Agatha saw George running into the church and ran after him, with Toni pounding after her. George was disappearing through a door at the back of the church where stairs led to the tower. Agatha ran up the stairs, panting and gasping as she neared the top. She staggered out onto the roof.

Mrs. Andrews was standing up on the parapet. “I can fly,” she said dreamily. “Just like Superman.”

George made a lunge for her-but too late.

With an odd little laugh, Mrs. Andrew sailed straight off into space. George, Agatha and Toni craned their heads over the parapet. Mrs. Andrew lay smashed on a table tombstone, a pool of dark blood spreading from her head.

George was white-faced. “What on earth came over her? She was a perfectly sane woman.”

“The jam,” said Toni suddenly. “I think someone’s put something in the jam.”

“Get down there,” said Agatha, “and tell the security guards to seal off that damned tent.”

She was about to run after Toni when George caught her arm. “What’s this about the jam?”

“Toni noticed that an awful lot of teenagers were queuing up outside the jam tent and coming out looking stoned. I’ve got to get down there.”

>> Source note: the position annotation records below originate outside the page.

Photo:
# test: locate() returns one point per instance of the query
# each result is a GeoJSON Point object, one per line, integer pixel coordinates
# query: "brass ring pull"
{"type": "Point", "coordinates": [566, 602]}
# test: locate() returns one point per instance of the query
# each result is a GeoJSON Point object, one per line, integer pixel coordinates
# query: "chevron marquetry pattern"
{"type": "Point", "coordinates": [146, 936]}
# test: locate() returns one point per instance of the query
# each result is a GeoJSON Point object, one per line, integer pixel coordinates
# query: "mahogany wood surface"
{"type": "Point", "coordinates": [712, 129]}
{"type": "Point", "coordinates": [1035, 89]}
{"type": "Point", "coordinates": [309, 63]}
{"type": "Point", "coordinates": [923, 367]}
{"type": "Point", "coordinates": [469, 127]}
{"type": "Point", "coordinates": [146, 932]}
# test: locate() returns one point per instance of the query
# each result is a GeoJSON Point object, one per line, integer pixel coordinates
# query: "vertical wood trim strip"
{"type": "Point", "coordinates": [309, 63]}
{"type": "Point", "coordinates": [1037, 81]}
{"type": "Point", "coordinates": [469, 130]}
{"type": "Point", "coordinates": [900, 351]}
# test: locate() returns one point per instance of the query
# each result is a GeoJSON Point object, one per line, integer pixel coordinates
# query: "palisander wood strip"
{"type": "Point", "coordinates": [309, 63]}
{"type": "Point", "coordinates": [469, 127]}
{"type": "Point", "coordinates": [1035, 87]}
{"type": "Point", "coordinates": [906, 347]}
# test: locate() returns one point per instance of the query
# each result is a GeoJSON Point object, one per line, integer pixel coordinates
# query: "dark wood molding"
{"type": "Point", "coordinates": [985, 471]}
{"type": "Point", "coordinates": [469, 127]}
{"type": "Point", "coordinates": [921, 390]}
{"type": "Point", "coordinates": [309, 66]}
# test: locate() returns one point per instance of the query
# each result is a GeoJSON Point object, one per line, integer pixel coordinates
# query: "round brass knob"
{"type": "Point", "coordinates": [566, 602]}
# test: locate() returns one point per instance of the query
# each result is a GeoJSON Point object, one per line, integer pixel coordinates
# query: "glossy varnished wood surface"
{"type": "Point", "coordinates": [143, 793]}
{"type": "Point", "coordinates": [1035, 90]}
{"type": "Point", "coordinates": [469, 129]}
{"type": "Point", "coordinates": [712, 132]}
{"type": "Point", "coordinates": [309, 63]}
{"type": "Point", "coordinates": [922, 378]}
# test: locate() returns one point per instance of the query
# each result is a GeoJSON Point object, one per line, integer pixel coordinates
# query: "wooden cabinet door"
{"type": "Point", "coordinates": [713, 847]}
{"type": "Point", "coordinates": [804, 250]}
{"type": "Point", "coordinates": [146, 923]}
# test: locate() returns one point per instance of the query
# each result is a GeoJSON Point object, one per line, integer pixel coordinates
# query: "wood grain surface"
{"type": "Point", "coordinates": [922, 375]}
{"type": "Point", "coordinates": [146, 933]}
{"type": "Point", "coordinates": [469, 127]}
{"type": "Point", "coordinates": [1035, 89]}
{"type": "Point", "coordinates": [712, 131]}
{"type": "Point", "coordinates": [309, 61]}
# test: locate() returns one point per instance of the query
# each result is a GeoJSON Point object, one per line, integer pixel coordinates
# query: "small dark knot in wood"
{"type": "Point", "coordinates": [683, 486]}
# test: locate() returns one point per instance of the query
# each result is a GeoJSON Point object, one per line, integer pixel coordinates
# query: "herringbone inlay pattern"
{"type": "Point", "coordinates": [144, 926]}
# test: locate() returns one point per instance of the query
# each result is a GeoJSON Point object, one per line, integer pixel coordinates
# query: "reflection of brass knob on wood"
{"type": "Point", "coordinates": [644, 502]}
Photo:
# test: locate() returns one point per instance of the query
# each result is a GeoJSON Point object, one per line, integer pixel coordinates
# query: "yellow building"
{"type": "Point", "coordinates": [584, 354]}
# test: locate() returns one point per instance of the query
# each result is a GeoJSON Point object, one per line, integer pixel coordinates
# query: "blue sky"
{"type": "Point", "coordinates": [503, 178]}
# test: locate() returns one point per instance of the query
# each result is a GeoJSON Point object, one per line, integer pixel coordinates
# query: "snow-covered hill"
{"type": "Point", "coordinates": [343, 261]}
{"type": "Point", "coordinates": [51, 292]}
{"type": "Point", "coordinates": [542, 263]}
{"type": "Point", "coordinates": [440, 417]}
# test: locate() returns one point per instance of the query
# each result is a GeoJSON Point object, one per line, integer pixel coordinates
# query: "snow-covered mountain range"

When they arrived outside the church, a woman came up to them looking distraught. “Get an ambulance. Old Mrs. Jessop’s jumped into the river.”

Police were beginning to shout through loudhailers that everyone was to stay exactly where they were until interviewed.

“Thousands of them,” gasped Toni. “I told Bill there was something wrong with the jam.”

Chapter Two

SIR CHARLES FRAITH, a friend of Agatha’s, placed his slippered feet on a footstool in his drawing room and switched on the television to BBC news.